Pourquoi suivre les tortues?

Maintenant que les données ont été recueillies en conditions réelles, les scientifiques vont devoir les traiter. Et déterminer si l'expérience est concluante et, le cas échéant, peut ouvrir la voie à un développement massif de cette technologie.

Bien entendu, elle ne peut s'appliquer que dans un espace réduit. Les antennes, en effet, ne couvrent qu'un rayon d'environ 40 km. Pas gênant pour l'étude des tortues qui restent en général trois ou quatre ans sur un même site, avant de migrer ailleurs. Alors là, seulement, lors de ces grandes migrations, les balises par satellites redeviendraient nécessaires.

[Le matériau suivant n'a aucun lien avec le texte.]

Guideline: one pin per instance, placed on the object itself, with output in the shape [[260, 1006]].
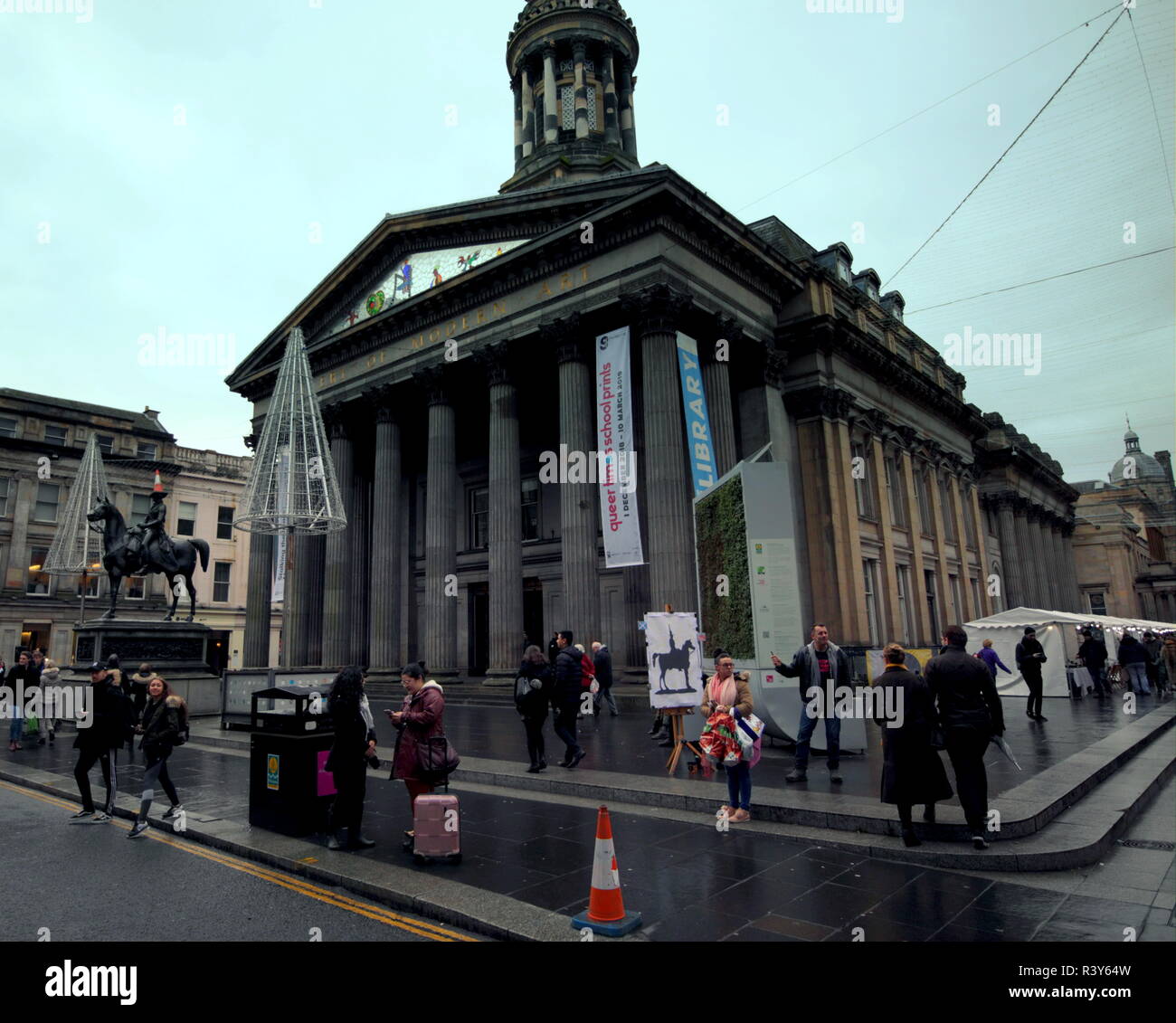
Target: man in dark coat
[[565, 698], [602, 662], [971, 714], [1094, 655], [912, 771], [110, 716], [1030, 657], [815, 665]]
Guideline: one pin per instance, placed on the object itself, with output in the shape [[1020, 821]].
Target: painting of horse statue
[[675, 658], [124, 560]]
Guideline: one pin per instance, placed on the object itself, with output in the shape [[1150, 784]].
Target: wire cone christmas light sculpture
[[77, 547], [292, 486]]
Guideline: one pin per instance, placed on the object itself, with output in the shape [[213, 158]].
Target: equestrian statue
[[147, 549]]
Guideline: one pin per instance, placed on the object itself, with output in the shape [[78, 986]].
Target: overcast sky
[[196, 168]]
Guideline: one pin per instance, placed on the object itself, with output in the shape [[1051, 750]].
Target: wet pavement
[[694, 883], [622, 744]]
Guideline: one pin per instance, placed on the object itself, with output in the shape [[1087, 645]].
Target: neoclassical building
[[1125, 541], [454, 347]]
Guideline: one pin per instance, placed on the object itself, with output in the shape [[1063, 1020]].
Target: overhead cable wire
[[1006, 153]]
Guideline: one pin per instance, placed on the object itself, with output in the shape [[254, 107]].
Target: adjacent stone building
[[38, 610], [454, 346], [1125, 539]]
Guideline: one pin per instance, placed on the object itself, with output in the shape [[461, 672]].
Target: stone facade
[[459, 389], [42, 610]]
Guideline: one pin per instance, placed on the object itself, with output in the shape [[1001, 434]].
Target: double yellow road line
[[419, 927]]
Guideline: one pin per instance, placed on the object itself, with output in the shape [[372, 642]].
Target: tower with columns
[[448, 401]]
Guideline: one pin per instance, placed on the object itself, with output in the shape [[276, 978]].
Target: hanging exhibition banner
[[674, 658], [698, 445], [616, 462]]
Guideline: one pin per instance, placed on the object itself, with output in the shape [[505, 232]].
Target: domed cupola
[[1135, 465], [572, 69]]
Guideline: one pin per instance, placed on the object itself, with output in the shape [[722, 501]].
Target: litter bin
[[289, 789]]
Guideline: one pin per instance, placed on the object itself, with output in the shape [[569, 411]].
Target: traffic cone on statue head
[[606, 909]]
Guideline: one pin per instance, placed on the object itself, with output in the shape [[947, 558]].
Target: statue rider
[[149, 540]]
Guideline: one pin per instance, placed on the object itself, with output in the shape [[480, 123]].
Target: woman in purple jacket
[[991, 658]]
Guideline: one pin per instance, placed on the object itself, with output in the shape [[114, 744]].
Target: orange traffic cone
[[606, 910]]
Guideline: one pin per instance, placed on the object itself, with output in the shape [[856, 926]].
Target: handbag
[[435, 757]]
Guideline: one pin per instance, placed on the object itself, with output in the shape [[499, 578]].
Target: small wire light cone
[[78, 544], [292, 486]]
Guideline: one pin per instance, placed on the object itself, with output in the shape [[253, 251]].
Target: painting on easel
[[674, 658]]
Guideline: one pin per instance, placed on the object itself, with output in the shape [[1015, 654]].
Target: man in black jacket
[[971, 714], [1030, 657], [110, 721], [565, 698], [602, 661], [1094, 655], [815, 665]]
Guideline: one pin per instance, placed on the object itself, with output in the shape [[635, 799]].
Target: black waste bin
[[289, 791]]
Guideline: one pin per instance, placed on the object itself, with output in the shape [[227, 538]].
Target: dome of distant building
[[1143, 466]]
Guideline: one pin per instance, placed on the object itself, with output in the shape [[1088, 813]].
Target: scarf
[[725, 693]]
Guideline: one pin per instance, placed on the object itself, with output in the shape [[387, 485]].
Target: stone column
[[968, 611], [579, 501], [628, 122], [581, 89], [337, 616], [1012, 583], [505, 520], [294, 638], [917, 595], [360, 572], [517, 89], [528, 110], [313, 552], [551, 99], [986, 601], [716, 384], [441, 497], [387, 527], [1071, 572], [669, 508], [612, 104], [257, 601], [889, 616]]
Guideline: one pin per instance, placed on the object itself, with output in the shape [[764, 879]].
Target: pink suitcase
[[436, 823]]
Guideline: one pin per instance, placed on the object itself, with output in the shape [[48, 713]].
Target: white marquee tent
[[1058, 634]]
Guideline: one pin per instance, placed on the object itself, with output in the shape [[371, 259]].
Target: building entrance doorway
[[533, 614], [479, 628]]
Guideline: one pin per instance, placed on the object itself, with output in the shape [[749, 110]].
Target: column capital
[[658, 308], [494, 360], [775, 365], [435, 383]]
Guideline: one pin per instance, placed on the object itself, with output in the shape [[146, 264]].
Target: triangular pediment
[[415, 273]]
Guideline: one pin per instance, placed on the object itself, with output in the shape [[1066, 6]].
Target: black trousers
[[565, 727], [109, 761], [351, 781], [965, 751], [1035, 687], [536, 749]]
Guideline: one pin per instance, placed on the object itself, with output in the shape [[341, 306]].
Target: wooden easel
[[678, 730], [678, 734]]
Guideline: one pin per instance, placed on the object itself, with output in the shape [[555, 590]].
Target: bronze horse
[[121, 563]]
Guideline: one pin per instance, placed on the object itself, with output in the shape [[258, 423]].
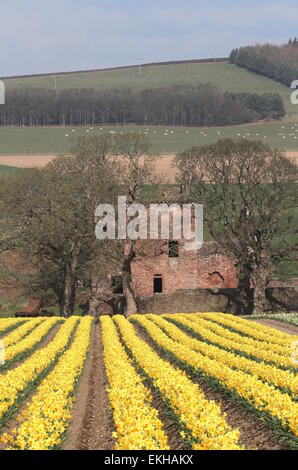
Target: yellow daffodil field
[[150, 382]]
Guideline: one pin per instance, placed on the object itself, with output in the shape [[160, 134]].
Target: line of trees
[[277, 62], [201, 105], [249, 193], [47, 216]]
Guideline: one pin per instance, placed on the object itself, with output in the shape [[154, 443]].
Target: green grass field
[[283, 135], [225, 76]]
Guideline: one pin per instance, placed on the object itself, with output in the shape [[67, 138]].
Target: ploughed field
[[180, 381]]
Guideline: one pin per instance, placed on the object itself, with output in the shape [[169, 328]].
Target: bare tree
[[249, 193]]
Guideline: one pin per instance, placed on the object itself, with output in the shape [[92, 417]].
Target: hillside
[[223, 75]]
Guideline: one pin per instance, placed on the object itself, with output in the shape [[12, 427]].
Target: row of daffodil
[[136, 421], [6, 324], [250, 328], [264, 397], [15, 383], [202, 422], [44, 421], [284, 379], [19, 333], [285, 350], [222, 336], [30, 341]]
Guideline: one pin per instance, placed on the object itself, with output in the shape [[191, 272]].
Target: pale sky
[[40, 36]]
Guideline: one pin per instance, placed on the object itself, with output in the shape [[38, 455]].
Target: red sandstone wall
[[191, 270]]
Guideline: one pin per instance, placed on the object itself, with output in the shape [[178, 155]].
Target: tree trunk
[[68, 297], [131, 306], [260, 284]]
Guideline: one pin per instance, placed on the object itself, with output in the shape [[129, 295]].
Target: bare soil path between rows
[[254, 434], [12, 422], [279, 325], [91, 427]]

Et pourquoi, au fait, suivre les déplacements des tortues est-il aussi crucial? "Beaucoup de bateaux mouillent dans cette anse de Martinique. Savoir où se nourrissent les tortues, plutôt à gauche ou plutôt à droite de la baie, peut permettre de prendre des décisions pour interdire le mouillage à certains endroits, par exemple."

Autre exemple: "On peut interdire la pêche dans les couloirs migratoires qu'utilisent les tortues, dès lors qu'ils sont identifiés." Crucial, en effet.


1. Centre national de la recherche scientifique et Institut français de recherche intégrée en sciences marines.